Facebook is making it easier to report when someone creates a fake profile of you and to opt out of a facial recognition “tagging” program.
Connecticut Attorney General George Jepsen said on Tuesday that Facebook has worked with attorneys in his office and addressed privacy concerns and other issues Jepsen raised with the company in February and last month.
Jepsen first reached out to the social networking giant in February after State Rep. Kim Rose, D-Milford, found a Web site that was using her name and photos without her permission to solicit money.
She tried to reach Facebook to take down the fake page, but she was having difficulty, according to Jepsen.
Facebook’s response, Jepsen said, was to create a “roadblock” system, which it began using recently.
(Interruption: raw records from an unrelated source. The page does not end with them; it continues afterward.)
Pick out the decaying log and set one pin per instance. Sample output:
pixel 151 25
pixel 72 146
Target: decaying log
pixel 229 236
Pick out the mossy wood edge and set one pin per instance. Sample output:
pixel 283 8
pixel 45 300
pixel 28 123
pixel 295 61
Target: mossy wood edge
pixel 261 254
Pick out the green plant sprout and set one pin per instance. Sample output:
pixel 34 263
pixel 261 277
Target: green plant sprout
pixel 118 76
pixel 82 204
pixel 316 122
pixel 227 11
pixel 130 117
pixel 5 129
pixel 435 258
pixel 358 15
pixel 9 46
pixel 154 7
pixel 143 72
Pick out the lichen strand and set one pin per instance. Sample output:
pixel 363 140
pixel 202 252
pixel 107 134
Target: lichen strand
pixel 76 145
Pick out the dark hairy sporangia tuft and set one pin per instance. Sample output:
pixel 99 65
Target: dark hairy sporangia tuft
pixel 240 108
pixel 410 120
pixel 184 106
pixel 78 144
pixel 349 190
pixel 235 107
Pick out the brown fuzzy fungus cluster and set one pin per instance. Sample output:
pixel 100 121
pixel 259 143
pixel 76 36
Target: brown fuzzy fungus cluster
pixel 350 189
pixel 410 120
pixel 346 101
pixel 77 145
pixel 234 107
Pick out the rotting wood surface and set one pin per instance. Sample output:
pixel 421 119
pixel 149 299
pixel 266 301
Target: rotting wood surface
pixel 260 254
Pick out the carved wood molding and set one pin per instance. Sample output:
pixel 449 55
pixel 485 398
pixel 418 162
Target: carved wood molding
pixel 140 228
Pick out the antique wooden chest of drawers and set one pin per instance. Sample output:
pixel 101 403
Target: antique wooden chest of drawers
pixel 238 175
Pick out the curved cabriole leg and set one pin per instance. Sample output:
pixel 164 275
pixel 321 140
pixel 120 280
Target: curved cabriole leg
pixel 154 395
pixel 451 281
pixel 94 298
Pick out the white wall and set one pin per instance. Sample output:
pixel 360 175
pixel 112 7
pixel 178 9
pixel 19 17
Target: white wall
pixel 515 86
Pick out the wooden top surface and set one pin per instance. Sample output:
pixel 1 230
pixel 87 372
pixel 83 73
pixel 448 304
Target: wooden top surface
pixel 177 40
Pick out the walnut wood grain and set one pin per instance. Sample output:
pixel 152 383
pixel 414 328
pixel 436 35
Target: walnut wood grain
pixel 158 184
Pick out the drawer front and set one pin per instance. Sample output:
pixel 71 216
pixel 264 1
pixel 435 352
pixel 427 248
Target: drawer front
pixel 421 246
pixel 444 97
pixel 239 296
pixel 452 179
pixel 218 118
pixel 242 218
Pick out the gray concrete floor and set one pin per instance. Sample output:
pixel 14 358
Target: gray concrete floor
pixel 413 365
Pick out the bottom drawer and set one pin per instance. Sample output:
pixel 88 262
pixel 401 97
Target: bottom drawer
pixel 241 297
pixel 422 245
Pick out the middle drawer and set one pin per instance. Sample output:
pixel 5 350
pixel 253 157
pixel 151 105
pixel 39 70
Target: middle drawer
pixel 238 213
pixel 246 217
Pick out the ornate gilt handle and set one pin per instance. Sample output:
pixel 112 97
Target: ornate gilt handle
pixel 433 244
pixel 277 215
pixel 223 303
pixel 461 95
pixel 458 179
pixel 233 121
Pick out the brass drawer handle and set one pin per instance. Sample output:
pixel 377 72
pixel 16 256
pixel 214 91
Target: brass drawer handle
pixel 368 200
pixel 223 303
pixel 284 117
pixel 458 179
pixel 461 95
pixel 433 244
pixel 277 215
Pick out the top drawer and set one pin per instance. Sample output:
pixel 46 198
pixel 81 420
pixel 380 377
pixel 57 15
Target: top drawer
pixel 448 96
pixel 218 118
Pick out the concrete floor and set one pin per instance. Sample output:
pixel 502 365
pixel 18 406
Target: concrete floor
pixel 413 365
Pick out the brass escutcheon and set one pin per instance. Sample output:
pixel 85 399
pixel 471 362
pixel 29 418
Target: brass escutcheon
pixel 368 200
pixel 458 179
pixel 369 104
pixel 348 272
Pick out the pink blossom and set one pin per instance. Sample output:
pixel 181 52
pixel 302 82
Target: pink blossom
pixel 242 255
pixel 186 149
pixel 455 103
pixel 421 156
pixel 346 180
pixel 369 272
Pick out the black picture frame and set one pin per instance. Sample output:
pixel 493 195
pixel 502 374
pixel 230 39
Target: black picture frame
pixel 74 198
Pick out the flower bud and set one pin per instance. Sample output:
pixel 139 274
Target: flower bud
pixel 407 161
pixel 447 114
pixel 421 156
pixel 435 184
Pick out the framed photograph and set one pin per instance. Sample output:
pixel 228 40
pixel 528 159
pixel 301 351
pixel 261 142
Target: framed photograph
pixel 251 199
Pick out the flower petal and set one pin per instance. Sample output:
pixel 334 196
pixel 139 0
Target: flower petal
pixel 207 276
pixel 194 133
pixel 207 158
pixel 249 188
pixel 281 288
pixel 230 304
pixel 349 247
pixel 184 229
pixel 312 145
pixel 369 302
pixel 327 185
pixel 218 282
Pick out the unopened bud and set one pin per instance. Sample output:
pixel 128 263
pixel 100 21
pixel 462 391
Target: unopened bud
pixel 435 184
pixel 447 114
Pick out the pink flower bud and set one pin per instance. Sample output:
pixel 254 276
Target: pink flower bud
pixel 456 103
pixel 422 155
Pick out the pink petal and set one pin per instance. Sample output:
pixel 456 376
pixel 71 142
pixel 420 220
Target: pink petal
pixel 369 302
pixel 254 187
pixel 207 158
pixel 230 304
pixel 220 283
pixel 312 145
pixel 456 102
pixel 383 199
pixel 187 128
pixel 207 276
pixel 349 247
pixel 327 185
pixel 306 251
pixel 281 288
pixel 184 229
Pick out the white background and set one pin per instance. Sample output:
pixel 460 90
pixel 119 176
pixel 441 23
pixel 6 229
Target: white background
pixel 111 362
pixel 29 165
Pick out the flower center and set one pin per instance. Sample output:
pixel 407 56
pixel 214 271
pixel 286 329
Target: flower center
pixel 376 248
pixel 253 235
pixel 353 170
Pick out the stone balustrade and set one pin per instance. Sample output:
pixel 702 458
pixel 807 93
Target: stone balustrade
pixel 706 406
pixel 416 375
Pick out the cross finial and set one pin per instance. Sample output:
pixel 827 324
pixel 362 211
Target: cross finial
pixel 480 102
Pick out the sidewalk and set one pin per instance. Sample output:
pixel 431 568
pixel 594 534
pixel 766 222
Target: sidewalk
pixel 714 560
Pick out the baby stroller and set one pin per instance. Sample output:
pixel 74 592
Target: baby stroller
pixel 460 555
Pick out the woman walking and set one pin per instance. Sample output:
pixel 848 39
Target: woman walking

When an account is reported as fake, the company puts up a “roadblock” to keep the account from being used until it is verified as authentic, using telephone numbers or other information.
Facebook has also added links to a user contact form providing information on how to report an imposter or fake profile and a “report abuse” prompt for complaints that a profile is “impersonating someone or is fake.” “Impersonation” has also been added to the drop-down menu to report “bullying or harassing” complaints.
Last month, Jepsen again contacted Facebook about the “Tag Suggestions” feature that uses facial recognition software to make photo-tagging easier for its users because he was concerned that it compromised users’ privacy.
“Facebook has made significant changes that will provide better service and greater privacy protection to its users, not only in Connecticut, but across the country,” Jepsen said in a written statement. “The company has been cooperative and diligent in its response and I look forward to working with them in the future to make sure Facebook users’ privacy is protected, which I believe is our shared goal.”
To address concerns about facial recognition, Facebook developed online Tag Suggest ads, linking users to their privacy settings and allowing them to opt out if they choose, Jepsen said. The ads will cycle on people’s Facebook homepages for the next two weeks.
“For any users who opt out, any facial recognition data collected will be deleted,” Jepsen said.
Facebook also told Jepsen it will not use the information for commercial or marketing purposes and that the biometric data was secured and private individuals could not use the information to gain access to other user information.